La question est tout autre. Elle est unique en son genre et embrouillée à plaisir, de telle manière que l'on ne sait pas toujours très bien quel est "l'original". Les deux poèmes, tantôt en français, tantôt en allemand, sont le texte original, tous deux ensemble. Et c'est ensemble qu'ils créent un tiers poème, ce que ne peut faire aucune traduction : un poème bilingue, un poème qui entretient la même proximité avec les deux langues et qui résiste, en fin de compte. Tout en ne cessant de faire référence à son bilinguisme, tout en gardant à l'oeil (et donc au mot) les différences entre les deux langues, cela va sans dire.

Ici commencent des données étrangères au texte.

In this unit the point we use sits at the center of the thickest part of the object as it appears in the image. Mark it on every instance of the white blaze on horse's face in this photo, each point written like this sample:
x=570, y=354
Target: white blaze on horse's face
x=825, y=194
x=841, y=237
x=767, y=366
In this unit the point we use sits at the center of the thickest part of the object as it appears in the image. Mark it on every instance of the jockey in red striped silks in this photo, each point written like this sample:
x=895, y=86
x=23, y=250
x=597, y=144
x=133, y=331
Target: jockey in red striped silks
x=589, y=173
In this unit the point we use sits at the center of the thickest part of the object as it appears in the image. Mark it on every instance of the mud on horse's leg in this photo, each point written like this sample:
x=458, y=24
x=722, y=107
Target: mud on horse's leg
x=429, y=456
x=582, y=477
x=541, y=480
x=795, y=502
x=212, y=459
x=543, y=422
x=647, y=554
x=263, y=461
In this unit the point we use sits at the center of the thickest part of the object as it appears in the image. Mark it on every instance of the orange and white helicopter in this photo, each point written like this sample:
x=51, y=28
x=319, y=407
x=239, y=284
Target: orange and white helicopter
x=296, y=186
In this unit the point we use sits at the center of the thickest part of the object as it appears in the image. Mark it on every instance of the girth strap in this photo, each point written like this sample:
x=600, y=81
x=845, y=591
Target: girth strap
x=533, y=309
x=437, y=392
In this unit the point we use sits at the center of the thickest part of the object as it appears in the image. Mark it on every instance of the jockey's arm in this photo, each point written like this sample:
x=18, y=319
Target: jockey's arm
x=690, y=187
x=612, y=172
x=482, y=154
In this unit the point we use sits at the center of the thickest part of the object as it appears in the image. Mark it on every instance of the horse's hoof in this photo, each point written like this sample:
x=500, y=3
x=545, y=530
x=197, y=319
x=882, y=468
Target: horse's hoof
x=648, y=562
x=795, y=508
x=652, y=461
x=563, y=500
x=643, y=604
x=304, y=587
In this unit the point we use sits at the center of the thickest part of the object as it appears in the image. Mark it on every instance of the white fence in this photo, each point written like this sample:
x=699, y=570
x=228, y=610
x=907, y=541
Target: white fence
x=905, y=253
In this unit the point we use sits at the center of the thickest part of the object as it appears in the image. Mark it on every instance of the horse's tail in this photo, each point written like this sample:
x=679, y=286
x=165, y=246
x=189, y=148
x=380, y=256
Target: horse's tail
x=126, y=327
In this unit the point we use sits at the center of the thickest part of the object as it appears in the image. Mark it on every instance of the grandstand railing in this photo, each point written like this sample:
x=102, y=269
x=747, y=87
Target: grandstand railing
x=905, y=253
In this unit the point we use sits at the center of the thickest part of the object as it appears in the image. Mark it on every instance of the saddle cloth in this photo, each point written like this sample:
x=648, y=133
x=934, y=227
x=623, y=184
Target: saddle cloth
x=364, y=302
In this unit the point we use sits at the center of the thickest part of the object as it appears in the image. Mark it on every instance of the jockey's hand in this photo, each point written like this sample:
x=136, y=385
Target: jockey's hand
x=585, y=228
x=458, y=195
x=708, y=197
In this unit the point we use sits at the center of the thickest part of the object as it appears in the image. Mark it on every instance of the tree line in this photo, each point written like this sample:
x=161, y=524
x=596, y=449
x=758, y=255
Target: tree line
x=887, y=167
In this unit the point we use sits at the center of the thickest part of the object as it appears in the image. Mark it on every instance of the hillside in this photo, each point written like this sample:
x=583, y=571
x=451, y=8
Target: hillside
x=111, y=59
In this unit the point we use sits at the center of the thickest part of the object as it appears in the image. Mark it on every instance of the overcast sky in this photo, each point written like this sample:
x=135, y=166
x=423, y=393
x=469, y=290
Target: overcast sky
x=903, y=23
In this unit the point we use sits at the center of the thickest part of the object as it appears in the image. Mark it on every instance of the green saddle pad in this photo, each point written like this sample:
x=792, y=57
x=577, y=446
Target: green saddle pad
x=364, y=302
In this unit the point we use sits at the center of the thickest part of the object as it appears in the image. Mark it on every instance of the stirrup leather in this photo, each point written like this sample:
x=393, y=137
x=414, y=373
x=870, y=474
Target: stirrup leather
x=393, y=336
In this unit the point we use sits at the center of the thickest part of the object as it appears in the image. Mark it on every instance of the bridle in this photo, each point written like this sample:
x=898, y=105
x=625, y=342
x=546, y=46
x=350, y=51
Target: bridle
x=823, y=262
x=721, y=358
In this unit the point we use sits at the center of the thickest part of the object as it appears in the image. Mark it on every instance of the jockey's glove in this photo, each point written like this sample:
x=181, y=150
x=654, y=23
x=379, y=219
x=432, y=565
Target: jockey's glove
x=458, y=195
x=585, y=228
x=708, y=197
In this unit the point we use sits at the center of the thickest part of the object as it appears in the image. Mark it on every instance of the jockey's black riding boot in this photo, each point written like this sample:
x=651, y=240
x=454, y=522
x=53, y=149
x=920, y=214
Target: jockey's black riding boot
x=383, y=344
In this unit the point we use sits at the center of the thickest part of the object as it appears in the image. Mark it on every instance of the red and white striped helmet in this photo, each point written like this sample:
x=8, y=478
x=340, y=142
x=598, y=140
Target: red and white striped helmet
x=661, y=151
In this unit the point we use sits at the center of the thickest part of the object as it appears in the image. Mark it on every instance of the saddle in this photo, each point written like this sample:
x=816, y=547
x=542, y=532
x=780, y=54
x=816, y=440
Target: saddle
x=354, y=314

Comment cela peut-il fonctionner ? Comment une acrobatie reliant deux langues entre elles peut-elle nous en dire plus que la distance naturelle qui sépare ces deux langues ? Nous savons depuis toujours que la même chose se dit en mots différents dans chaque langue. Mais lorsque deux poèmes sont imprimés côte à côte et s'efforcent tout ensemble de dire quelque chose qu'ils ne peuvent dire qu'en commun, cela surprend. Lire un seul des deux poèmes - quel qu'il soit, dans quelque langue qu'il soit - c'est ne lire qu'à moitié. Peu importe laquelle on lit, il y manquera toujours une moitié. Car l'autre moitié relativise. Elle élargit et rétrécit, elle coupe la parole et corrige, elle déniche dans son lexique ce qui ne se trouve pas ailleurs ou autrement mais qui est constitutif du poème. Il faut l'autre pour dire vraiment la même chose.
[...]

Martin Zingg
(traduit de l'allemand)

 

Extrait de la Postface de Daniel Maggetti

Entre les langues

[...]
Le choix de l'expression simultanée en deux langues, à partir d'un même sujet ou d'une même thématique, fait précisément ressortir le "quelque chose" d'inconciliable entre les langues. Il n'y a pas, il n'y a jamais d'adéquation parfaite (ce qui, soit dit en passant, jette un doute sur les pouvoirs de la traduction); par sa manière de procéder, Christen place au contraire l'accent sur "le jeu" (au sens mécanique du terme) irréductible entre les langues.
[...]

Ce qui domine chez lui, c'est la certitude de la relativité des langues; en pratiquant la double expression, il s'installe entre les langues, dans un espace précaire et fécond, extensible mais aussi contraignant, immense tantôt, tantôt exigu. De par sa trajectoire particulière, c'est là, dans cette fêlure qui est à la fois rupture exhibée et intime mis en contact, que ce poète se livre à la quête primordiale, celle à laquelle tout écrivain doit se confronter : la quête de sa langue.